Neath Port Talbot Steelers

Club information
- Founded: 2007; 19 years ago
- Exited: 2010; 16 years ago
- Website: www.nptsteelers.com

Former details
- Competition: Rugby League Conference Welsh Premier

= Neath Port Talbot Steelers =

Defunct Welsh rugby league club, based in Port Talbot, South Wales

Neath Port Talbot Steelers were a rugby league team based in Port Talbot, West Glamorgan. They played in the Welsh Premier division of the Rugby League Conference at Aberavon Green Stars RFC.

==History==
The club was founded in 2007. The Steelers only recorded two wins during the league fixtures, however, this was enough to qualify the first round of the play-offs. They defeated Torfaen Tigers to progress to the semi-final in which they lost to the Titans in Newport.

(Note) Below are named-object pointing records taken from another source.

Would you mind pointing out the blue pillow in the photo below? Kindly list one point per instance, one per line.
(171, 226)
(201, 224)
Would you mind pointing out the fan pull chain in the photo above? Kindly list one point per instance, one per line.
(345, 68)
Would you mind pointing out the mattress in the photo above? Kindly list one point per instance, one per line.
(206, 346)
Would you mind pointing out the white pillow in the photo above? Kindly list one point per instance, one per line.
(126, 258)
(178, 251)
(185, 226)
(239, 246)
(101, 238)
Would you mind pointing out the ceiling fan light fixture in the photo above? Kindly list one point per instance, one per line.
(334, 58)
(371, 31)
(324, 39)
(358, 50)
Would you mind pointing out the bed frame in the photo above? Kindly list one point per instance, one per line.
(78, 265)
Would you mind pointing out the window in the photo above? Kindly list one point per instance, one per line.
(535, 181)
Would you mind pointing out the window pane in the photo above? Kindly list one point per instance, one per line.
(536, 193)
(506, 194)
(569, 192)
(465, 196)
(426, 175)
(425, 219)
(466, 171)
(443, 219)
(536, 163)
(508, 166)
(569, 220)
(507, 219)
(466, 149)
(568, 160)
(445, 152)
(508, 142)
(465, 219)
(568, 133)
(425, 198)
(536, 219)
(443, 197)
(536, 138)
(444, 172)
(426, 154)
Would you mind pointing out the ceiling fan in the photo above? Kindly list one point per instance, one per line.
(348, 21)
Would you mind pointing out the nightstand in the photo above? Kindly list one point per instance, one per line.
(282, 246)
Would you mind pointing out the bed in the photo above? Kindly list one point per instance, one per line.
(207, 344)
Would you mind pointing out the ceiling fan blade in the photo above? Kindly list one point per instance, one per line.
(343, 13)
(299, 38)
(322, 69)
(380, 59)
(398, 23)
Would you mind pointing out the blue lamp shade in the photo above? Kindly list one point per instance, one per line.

The 2008 campaign was unsuccessful with only one win was recorded during the season.

The 2009 season saw them only one game in the whole campaign. The junior sides had very good seasons with the U15's winning the league, and the U17's coming runners-up.

The 2010 season was slow starting due to the league kicking off late as several West Wales clubs failed to complete any fixtures. The Steelers narrowly lost the first two fixture against Merthyr Wildcats and Dyffryn Devils, then with a late recruitment push dominated the remaining fixtures with good wins over Torfaen Tigers and revenge over Dyffryn Devils, the Wildcats could not play the repeat fixture due to union players having commitments. In the Welsh Conference Championship final, the Steelers won 42-10 against Torfaen Tigers at the Gnoll.

==Club honours==
- RLC Welsh regional: 2010

==Juniors==
Neath Port Talbot Steelers' junior teams take part in the Welsh Conference Junior League.